It wasn’t until much later, when I finally stumbled into bed, that I was struck by the full significance of what had happened that night. Not only had the family’s plan set my task back on track, but it had been the first time in my entire stay that anyone from Moldova had been anything other than reactive. Up until now I had always been the one making the suggestions, inventing hairbrain schemes or pushing for this or that. Finally someone else had come up with something, and bloody good it was too. It seemed odd that this moment hadn’t arrived until I’d actually given up on things. Maybe it was because this was the first time that I’d appeared vulnerable and really in need, and this was something with which Moldovans could empathise. Or maybe the help arrived because they didn’t want me to fail, and they didn’t want me to fail because they cared.

In the end, it is debatable whether Tony Hawks has anything of great import to say on the character of the Moldovan people, but then again, that was never his intention, and he wisely makes no pretense of having anything other than a comedian’s acute though skewed observations to show for his journey. He more or less ends his journey with the conclusion that “Moldovan footballers are a nice bunch,” a phrase he spells out in all caps as though it is meant to be Playing the Moldovans at Tennis’s take-away mantra, for better or for worse.

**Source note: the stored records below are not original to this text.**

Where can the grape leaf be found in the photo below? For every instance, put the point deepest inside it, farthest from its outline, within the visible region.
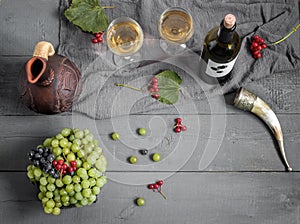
(169, 86)
(89, 15)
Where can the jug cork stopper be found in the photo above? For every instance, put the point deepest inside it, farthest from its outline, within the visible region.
(43, 49)
(229, 21)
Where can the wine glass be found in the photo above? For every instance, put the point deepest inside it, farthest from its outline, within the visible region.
(124, 39)
(175, 28)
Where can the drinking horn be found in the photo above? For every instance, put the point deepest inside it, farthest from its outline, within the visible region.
(248, 101)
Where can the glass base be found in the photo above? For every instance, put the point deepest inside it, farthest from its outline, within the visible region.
(172, 48)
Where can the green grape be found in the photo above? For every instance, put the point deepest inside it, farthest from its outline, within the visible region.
(51, 187)
(49, 194)
(92, 198)
(77, 187)
(78, 196)
(66, 204)
(84, 141)
(55, 143)
(142, 131)
(50, 180)
(86, 192)
(41, 195)
(66, 132)
(43, 188)
(67, 179)
(58, 204)
(91, 159)
(50, 204)
(81, 154)
(59, 136)
(37, 172)
(48, 210)
(66, 151)
(73, 200)
(65, 198)
(70, 188)
(89, 137)
(56, 211)
(63, 142)
(72, 138)
(43, 181)
(63, 192)
(92, 181)
(84, 202)
(56, 151)
(47, 142)
(79, 134)
(59, 183)
(101, 163)
(85, 184)
(96, 190)
(86, 165)
(75, 148)
(71, 156)
(88, 148)
(57, 198)
(44, 200)
(81, 172)
(76, 179)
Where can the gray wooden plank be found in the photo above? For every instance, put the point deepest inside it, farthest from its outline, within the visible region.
(265, 198)
(280, 92)
(24, 23)
(245, 143)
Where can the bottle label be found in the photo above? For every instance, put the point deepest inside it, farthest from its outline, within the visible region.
(217, 70)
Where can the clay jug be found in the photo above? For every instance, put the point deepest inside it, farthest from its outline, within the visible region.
(50, 83)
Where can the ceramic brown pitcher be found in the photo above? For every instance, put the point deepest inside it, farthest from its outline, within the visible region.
(50, 83)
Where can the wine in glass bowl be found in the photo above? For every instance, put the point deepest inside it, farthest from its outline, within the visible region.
(124, 36)
(176, 25)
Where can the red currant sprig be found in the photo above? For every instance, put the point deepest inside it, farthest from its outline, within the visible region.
(257, 45)
(154, 88)
(156, 187)
(178, 126)
(98, 38)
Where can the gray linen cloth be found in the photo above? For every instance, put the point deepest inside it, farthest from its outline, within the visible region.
(101, 99)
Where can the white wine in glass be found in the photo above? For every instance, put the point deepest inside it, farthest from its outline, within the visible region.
(175, 27)
(124, 38)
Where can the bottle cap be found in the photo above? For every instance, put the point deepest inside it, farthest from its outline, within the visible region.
(229, 21)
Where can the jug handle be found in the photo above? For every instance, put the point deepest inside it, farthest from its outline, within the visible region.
(43, 49)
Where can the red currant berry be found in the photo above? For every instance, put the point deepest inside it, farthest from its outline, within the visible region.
(183, 128)
(100, 39)
(151, 186)
(160, 182)
(155, 96)
(263, 46)
(95, 40)
(73, 163)
(177, 130)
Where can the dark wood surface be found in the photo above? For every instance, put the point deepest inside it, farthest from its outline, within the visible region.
(245, 183)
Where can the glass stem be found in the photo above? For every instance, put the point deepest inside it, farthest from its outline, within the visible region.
(287, 36)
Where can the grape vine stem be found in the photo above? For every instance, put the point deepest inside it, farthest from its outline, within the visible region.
(287, 36)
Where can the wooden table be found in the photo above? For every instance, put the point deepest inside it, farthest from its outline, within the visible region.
(245, 183)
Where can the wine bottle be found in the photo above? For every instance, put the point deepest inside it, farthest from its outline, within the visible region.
(220, 51)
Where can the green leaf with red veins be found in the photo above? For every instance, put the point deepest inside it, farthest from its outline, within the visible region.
(168, 86)
(89, 15)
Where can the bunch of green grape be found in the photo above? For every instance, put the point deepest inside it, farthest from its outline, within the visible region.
(78, 188)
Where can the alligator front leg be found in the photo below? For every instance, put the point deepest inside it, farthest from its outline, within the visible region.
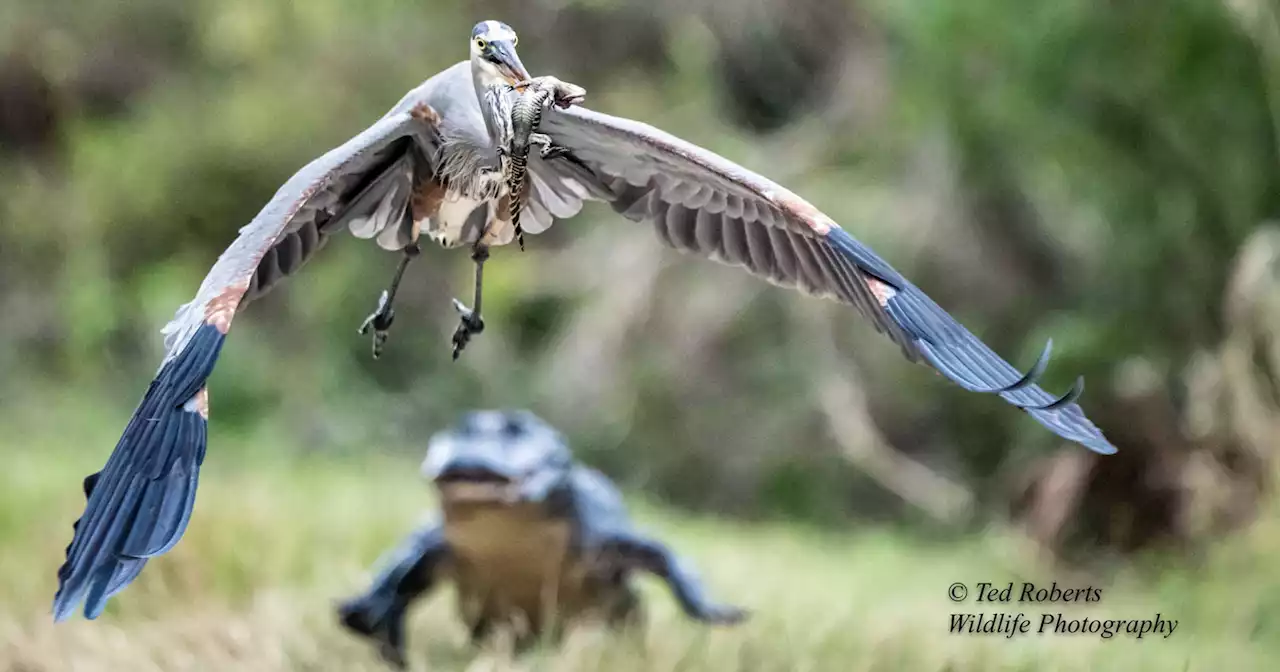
(545, 147)
(408, 574)
(383, 318)
(649, 554)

And as a mantra, it’s not a bad one for a guy like Eric Weiner, I’d venture to say.

One Response to “If you can’t say anything nice about somebody,…”

  1. Andrea Says:

    I read Playing the Moldovans at Tennis some time ago, and I enjoyed your jarring of my memory. Anyone who appreciates a good laugh should give this book a try. You’ve also enticed me into reading Geography of Bliss. Your recommendations always work well for me, Justin. These descriptions of Moldova can be pretty depressing. With that being said, I have a Russian friend who has been there and says the countryside is the most beautiful landscape you can imagine. Well, if the soil is good for producing grapes for some of the best wines in the world, it must be good for other natural wonders!